Чем объяснить это страшное нетерпение, которое делает теперь человека преступником? Один обвешивает; другой поджигает дом, потому что он застраховал его хорошо; третий делает фальшивые деньги; три четверти общества лгут и жертвуют своей совестью в пользу кошелька и спекуляции! Что заставляет их всех делать это? Не необходимость же! Многим живется вовсе недурно и, может, они едят и пьют без забот! Страшное нетерпение, что медленно накапливаются деньги и такая же страшная страсть и любовь к накоплению денег терзают их день и ночь и гонят их все вперед и вперед.
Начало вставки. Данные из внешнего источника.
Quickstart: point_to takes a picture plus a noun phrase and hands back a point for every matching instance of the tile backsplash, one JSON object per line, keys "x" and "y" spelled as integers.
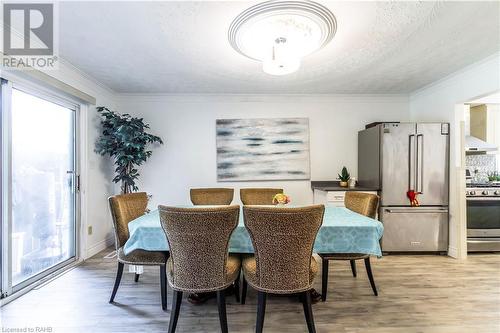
{"x": 480, "y": 166}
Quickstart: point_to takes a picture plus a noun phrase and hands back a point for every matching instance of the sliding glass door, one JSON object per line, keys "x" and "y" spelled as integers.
{"x": 39, "y": 186}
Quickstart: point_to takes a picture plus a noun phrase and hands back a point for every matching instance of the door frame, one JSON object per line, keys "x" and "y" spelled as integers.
{"x": 5, "y": 189}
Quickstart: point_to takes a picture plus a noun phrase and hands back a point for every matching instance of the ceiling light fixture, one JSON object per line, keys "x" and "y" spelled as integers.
{"x": 281, "y": 33}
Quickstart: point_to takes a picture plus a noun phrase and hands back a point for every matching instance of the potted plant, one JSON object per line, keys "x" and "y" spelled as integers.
{"x": 344, "y": 177}
{"x": 125, "y": 140}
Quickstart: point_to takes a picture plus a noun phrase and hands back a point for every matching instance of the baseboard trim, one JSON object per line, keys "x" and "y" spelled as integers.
{"x": 95, "y": 249}
{"x": 453, "y": 252}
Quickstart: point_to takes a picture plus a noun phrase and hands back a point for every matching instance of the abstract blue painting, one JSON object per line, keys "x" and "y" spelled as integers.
{"x": 262, "y": 149}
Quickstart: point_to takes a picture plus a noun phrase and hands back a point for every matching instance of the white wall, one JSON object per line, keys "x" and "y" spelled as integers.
{"x": 187, "y": 125}
{"x": 440, "y": 102}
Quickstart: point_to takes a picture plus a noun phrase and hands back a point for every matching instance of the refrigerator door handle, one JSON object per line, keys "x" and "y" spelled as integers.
{"x": 411, "y": 162}
{"x": 420, "y": 164}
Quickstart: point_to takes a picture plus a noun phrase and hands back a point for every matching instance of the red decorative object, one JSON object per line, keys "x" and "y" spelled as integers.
{"x": 412, "y": 195}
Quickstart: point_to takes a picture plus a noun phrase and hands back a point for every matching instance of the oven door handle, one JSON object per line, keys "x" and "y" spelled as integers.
{"x": 483, "y": 198}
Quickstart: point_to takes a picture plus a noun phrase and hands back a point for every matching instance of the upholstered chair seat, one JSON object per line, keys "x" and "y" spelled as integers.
{"x": 198, "y": 240}
{"x": 211, "y": 196}
{"x": 125, "y": 208}
{"x": 249, "y": 266}
{"x": 365, "y": 204}
{"x": 233, "y": 265}
{"x": 283, "y": 241}
{"x": 258, "y": 196}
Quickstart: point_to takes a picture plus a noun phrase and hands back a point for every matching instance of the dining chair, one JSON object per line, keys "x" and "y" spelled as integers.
{"x": 364, "y": 204}
{"x": 211, "y": 196}
{"x": 199, "y": 262}
{"x": 258, "y": 196}
{"x": 125, "y": 208}
{"x": 283, "y": 241}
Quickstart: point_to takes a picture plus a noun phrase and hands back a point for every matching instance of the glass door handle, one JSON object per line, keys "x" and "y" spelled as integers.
{"x": 77, "y": 180}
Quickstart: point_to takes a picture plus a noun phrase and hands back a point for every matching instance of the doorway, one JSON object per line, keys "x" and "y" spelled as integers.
{"x": 39, "y": 189}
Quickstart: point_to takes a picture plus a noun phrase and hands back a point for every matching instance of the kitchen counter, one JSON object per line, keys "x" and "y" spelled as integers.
{"x": 334, "y": 186}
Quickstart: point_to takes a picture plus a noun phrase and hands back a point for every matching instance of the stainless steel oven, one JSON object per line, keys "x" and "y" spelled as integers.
{"x": 483, "y": 218}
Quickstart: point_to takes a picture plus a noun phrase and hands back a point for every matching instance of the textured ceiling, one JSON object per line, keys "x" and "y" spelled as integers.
{"x": 182, "y": 47}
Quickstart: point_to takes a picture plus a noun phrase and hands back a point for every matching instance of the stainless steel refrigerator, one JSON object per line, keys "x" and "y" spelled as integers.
{"x": 397, "y": 157}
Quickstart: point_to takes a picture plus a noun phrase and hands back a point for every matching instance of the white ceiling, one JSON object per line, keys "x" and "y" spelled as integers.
{"x": 182, "y": 47}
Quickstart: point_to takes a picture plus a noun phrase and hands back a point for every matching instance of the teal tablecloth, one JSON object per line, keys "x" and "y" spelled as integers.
{"x": 342, "y": 231}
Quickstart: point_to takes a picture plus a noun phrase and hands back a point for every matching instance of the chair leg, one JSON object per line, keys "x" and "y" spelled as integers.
{"x": 237, "y": 288}
{"x": 370, "y": 275}
{"x": 324, "y": 279}
{"x": 163, "y": 287}
{"x": 221, "y": 304}
{"x": 244, "y": 291}
{"x": 353, "y": 268}
{"x": 261, "y": 311}
{"x": 176, "y": 306}
{"x": 119, "y": 274}
{"x": 306, "y": 302}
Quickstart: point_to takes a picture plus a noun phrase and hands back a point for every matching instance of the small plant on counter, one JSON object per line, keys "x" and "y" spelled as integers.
{"x": 344, "y": 177}
{"x": 125, "y": 140}
{"x": 494, "y": 177}
{"x": 281, "y": 199}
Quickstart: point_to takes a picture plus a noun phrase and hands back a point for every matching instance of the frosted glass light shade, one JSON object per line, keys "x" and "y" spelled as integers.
{"x": 306, "y": 26}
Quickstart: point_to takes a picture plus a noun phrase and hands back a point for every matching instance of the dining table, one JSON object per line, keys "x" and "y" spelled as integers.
{"x": 342, "y": 231}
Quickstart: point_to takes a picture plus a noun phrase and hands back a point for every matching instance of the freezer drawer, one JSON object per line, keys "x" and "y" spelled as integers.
{"x": 414, "y": 229}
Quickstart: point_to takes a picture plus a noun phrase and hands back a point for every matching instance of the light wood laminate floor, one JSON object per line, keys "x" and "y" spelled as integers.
{"x": 421, "y": 293}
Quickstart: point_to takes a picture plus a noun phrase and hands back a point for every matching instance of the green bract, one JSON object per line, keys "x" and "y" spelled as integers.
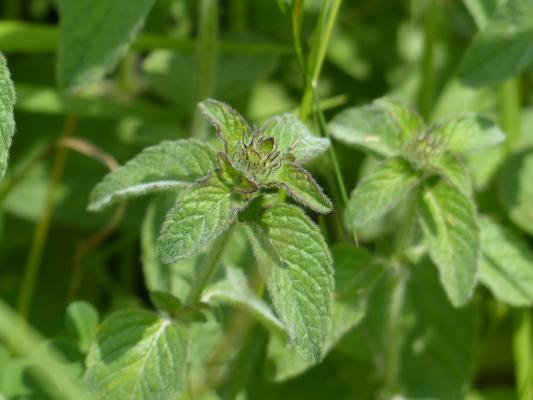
{"x": 215, "y": 187}
{"x": 425, "y": 156}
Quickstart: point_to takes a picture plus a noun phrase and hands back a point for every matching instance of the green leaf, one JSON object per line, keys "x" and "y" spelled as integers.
{"x": 297, "y": 266}
{"x": 229, "y": 124}
{"x": 168, "y": 165}
{"x": 94, "y": 34}
{"x": 7, "y": 120}
{"x": 81, "y": 321}
{"x": 369, "y": 127}
{"x": 440, "y": 342}
{"x": 356, "y": 274}
{"x": 204, "y": 211}
{"x": 293, "y": 136}
{"x": 503, "y": 48}
{"x": 506, "y": 265}
{"x": 301, "y": 186}
{"x": 452, "y": 169}
{"x": 515, "y": 186}
{"x": 235, "y": 290}
{"x": 469, "y": 132}
{"x": 136, "y": 351}
{"x": 380, "y": 191}
{"x": 449, "y": 223}
{"x": 407, "y": 120}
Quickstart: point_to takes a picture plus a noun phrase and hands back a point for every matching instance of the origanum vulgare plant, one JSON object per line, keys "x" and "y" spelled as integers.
{"x": 220, "y": 188}
{"x": 422, "y": 162}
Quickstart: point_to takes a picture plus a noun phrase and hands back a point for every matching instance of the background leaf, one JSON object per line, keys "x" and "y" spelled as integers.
{"x": 134, "y": 352}
{"x": 7, "y": 120}
{"x": 515, "y": 187}
{"x": 94, "y": 34}
{"x": 297, "y": 266}
{"x": 506, "y": 265}
{"x": 503, "y": 48}
{"x": 369, "y": 127}
{"x": 449, "y": 223}
{"x": 168, "y": 165}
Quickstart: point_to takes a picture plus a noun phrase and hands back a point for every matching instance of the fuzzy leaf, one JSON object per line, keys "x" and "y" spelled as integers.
{"x": 229, "y": 124}
{"x": 515, "y": 186}
{"x": 234, "y": 290}
{"x": 301, "y": 186}
{"x": 81, "y": 321}
{"x": 297, "y": 266}
{"x": 135, "y": 351}
{"x": 380, "y": 191}
{"x": 292, "y": 135}
{"x": 356, "y": 275}
{"x": 369, "y": 127}
{"x": 94, "y": 34}
{"x": 203, "y": 212}
{"x": 503, "y": 48}
{"x": 469, "y": 132}
{"x": 168, "y": 165}
{"x": 449, "y": 223}
{"x": 506, "y": 265}
{"x": 407, "y": 120}
{"x": 7, "y": 120}
{"x": 451, "y": 168}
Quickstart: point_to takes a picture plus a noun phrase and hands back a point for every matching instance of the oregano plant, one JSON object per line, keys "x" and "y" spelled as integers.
{"x": 238, "y": 184}
{"x": 424, "y": 159}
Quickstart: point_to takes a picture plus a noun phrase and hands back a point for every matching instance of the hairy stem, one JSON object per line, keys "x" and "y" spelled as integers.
{"x": 41, "y": 231}
{"x": 206, "y": 57}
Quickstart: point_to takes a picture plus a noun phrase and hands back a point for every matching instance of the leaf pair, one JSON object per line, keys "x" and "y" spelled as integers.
{"x": 422, "y": 156}
{"x": 294, "y": 258}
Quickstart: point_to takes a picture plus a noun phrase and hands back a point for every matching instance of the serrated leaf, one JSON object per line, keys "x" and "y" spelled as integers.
{"x": 451, "y": 168}
{"x": 81, "y": 321}
{"x": 235, "y": 290}
{"x": 7, "y": 119}
{"x": 229, "y": 124}
{"x": 356, "y": 274}
{"x": 407, "y": 120}
{"x": 297, "y": 267}
{"x": 503, "y": 48}
{"x": 93, "y": 35}
{"x": 203, "y": 212}
{"x": 506, "y": 264}
{"x": 515, "y": 186}
{"x": 380, "y": 191}
{"x": 469, "y": 132}
{"x": 448, "y": 220}
{"x": 440, "y": 341}
{"x": 369, "y": 127}
{"x": 137, "y": 355}
{"x": 301, "y": 186}
{"x": 292, "y": 135}
{"x": 168, "y": 165}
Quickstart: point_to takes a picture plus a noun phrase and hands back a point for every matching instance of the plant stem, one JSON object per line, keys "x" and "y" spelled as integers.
{"x": 321, "y": 40}
{"x": 207, "y": 269}
{"x": 523, "y": 353}
{"x": 41, "y": 231}
{"x": 427, "y": 78}
{"x": 510, "y": 102}
{"x": 206, "y": 57}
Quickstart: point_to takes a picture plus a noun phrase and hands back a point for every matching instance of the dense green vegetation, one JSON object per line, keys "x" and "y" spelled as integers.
{"x": 294, "y": 199}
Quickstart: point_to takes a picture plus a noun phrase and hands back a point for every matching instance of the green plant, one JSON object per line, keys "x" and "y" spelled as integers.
{"x": 222, "y": 256}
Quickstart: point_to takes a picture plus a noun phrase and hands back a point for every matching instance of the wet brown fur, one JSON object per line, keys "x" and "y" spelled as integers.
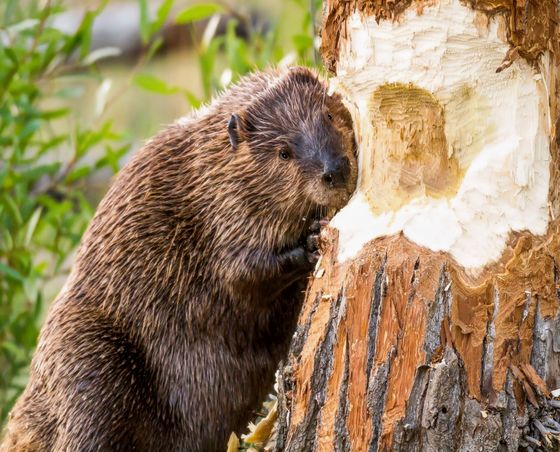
{"x": 187, "y": 284}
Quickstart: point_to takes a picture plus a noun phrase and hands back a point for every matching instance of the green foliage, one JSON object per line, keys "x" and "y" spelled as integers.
{"x": 47, "y": 151}
{"x": 224, "y": 58}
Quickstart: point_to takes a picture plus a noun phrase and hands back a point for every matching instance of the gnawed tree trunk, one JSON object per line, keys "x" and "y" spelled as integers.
{"x": 433, "y": 322}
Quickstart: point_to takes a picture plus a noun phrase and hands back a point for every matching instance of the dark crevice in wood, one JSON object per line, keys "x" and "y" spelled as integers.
{"x": 377, "y": 296}
{"x": 442, "y": 406}
{"x": 284, "y": 407}
{"x": 377, "y": 396}
{"x": 342, "y": 436}
{"x": 439, "y": 309}
{"x": 305, "y": 435}
{"x": 487, "y": 366}
{"x": 300, "y": 336}
{"x": 407, "y": 434}
{"x": 540, "y": 351}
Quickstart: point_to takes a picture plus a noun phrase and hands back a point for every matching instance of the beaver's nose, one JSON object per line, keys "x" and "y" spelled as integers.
{"x": 336, "y": 173}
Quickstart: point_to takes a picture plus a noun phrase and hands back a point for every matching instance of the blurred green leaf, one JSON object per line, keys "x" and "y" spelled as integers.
{"x": 11, "y": 273}
{"x": 31, "y": 225}
{"x": 144, "y": 21}
{"x": 154, "y": 84}
{"x": 197, "y": 12}
{"x": 161, "y": 16}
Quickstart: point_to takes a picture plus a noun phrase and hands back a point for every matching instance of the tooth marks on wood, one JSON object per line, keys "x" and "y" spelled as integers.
{"x": 304, "y": 436}
{"x": 342, "y": 437}
{"x": 373, "y": 324}
{"x": 376, "y": 398}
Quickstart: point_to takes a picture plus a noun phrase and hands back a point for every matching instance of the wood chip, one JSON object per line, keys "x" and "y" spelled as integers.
{"x": 233, "y": 443}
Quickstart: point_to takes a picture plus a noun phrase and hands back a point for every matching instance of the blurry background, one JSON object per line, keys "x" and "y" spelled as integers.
{"x": 82, "y": 84}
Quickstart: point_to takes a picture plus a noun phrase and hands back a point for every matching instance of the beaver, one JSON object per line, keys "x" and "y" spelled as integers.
{"x": 188, "y": 282}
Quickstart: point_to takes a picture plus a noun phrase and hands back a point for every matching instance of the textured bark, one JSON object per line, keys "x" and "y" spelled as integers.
{"x": 404, "y": 348}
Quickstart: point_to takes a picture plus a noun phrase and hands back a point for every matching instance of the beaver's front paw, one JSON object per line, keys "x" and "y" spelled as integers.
{"x": 312, "y": 241}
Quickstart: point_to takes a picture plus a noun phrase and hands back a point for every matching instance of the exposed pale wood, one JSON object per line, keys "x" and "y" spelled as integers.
{"x": 404, "y": 348}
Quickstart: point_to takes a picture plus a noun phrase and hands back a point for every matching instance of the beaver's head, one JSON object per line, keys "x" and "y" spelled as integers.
{"x": 302, "y": 139}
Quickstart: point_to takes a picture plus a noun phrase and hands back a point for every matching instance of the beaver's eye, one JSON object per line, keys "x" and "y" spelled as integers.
{"x": 284, "y": 155}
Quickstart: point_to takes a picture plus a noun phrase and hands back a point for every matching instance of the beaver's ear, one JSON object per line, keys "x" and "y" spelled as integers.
{"x": 238, "y": 129}
{"x": 233, "y": 131}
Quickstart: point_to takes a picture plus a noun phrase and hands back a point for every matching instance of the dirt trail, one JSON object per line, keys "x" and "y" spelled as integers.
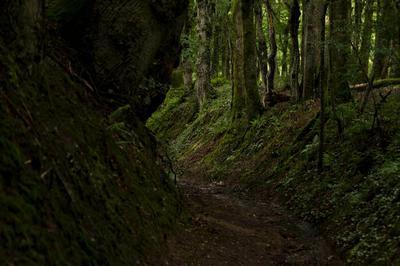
{"x": 226, "y": 229}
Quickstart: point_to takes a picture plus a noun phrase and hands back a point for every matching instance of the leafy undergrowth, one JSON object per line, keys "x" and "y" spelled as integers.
{"x": 356, "y": 201}
{"x": 78, "y": 186}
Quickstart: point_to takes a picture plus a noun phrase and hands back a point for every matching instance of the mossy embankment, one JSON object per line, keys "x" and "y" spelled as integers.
{"x": 355, "y": 201}
{"x": 78, "y": 185}
{"x": 82, "y": 180}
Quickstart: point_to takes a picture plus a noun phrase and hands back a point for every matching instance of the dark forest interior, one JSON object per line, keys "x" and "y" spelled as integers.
{"x": 200, "y": 132}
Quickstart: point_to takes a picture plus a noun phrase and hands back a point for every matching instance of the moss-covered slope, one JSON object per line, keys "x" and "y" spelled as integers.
{"x": 355, "y": 201}
{"x": 82, "y": 180}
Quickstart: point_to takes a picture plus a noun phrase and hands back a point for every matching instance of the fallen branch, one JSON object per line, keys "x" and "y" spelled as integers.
{"x": 377, "y": 84}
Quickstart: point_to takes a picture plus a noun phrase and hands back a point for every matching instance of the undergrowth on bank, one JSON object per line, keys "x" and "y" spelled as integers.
{"x": 355, "y": 200}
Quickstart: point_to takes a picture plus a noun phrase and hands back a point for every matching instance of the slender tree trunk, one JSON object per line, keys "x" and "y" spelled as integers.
{"x": 339, "y": 50}
{"x": 246, "y": 101}
{"x": 385, "y": 30}
{"x": 395, "y": 72}
{"x": 203, "y": 84}
{"x": 239, "y": 90}
{"x": 285, "y": 45}
{"x": 312, "y": 46}
{"x": 322, "y": 91}
{"x": 262, "y": 48}
{"x": 273, "y": 52}
{"x": 294, "y": 22}
{"x": 358, "y": 10}
{"x": 250, "y": 59}
{"x": 215, "y": 51}
{"x": 365, "y": 48}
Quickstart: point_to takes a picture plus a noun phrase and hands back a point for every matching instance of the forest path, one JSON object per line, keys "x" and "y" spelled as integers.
{"x": 227, "y": 228}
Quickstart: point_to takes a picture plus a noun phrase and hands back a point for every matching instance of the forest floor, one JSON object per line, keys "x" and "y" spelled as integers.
{"x": 224, "y": 227}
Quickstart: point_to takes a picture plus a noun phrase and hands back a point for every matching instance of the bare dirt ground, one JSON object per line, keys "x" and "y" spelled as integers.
{"x": 226, "y": 228}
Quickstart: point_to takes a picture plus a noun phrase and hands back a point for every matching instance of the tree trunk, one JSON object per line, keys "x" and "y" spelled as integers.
{"x": 273, "y": 52}
{"x": 339, "y": 50}
{"x": 312, "y": 47}
{"x": 366, "y": 35}
{"x": 385, "y": 33}
{"x": 262, "y": 46}
{"x": 250, "y": 57}
{"x": 294, "y": 22}
{"x": 358, "y": 9}
{"x": 285, "y": 45}
{"x": 215, "y": 51}
{"x": 245, "y": 100}
{"x": 203, "y": 84}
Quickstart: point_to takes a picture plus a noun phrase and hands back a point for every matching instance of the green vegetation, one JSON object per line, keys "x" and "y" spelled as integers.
{"x": 355, "y": 200}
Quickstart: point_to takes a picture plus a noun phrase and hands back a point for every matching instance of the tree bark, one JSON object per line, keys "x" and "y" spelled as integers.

В этом нетерпении и в этой страсти снова проявляется тот фанатизм желания власти, который прежде проявлялся в вере, в желании обладать правдой, и который носил такое красивое имя, что могли и отваживались быть бесчеловечными и обладать в то же время чистой совестью (жечь евреев, идолопоклонников, хорошие книги и с корнем уничтожать высокую культуру, как, например, поступили с перуанской и мексиканской культурами). Средства изменились, но вулкан продолжает клокотать: нетерпение и страстная любовь требуют себе жертв, и то, что прежде делалось «ради Бога», теперь делают «ради денег», т. е. ради того, что дает теперь чувство власти и чистую совесть.146
Об Израиле.
К сценам, к которым готовит нас грядущее столетие, принадлежит также и решение судьбы европейских иудеев. Что они бросили свой жребий, перешли свой Рубикон, теперь всем понятно. Им остается только одно: или стать господами Европы, или потерять Европу, как некогда они потеряли Египет, где они поставили себя перед таким же «или – или». Но в Европе они прошли школу 18 столетий, и притом так, что опыты этой страшной практики приносили пользу не всему обществу, а, главным образом, отдельным лицам. Вследствие этого душевные и духовные силы у теперешних евреев развиты чрезвычайно. Из всех европейцев они реже всего хватаются в нужде за водку или за самоубийство, ища в них выхода из затруднительного положения, что часто делают менее одаренные натуры. Каждый еврей имеет, в истории своих отцов и дедов, громадный запас примеров самой холодной рассудительности в опасном положении дела; примеров самого искусного использования несчастного случая; примеров мужества под покровом жалкой подчиненности; еврейский героизм в spernere se sperni (пренебрегать тем, что тобой пренебрегают) превосходит всякие добродетели смирения и любви.Хотели наложить на них клеймо презрения и в течение двух столетий не допускали их ни до каких почестей, отказывали им во всем почетном, рассчитывая этим глубже задавить их в грязных ремеслах, – и, правда, от этого они не сделались чище, но сделались ли презреннее? Они сами никогда не переставали верить в то, что они призваны к чему-то высшему и добродетели страждущих никогда не переставали украшать их. Их уважение к родителям, их любовь к детям, их разумные, нравственные браки ставят их особняком среди всех европейцев. Ко всему этому они сумели удалить чувство власти и вечной мести из того дела, которое оставили им, или, вернее, которому оставили их.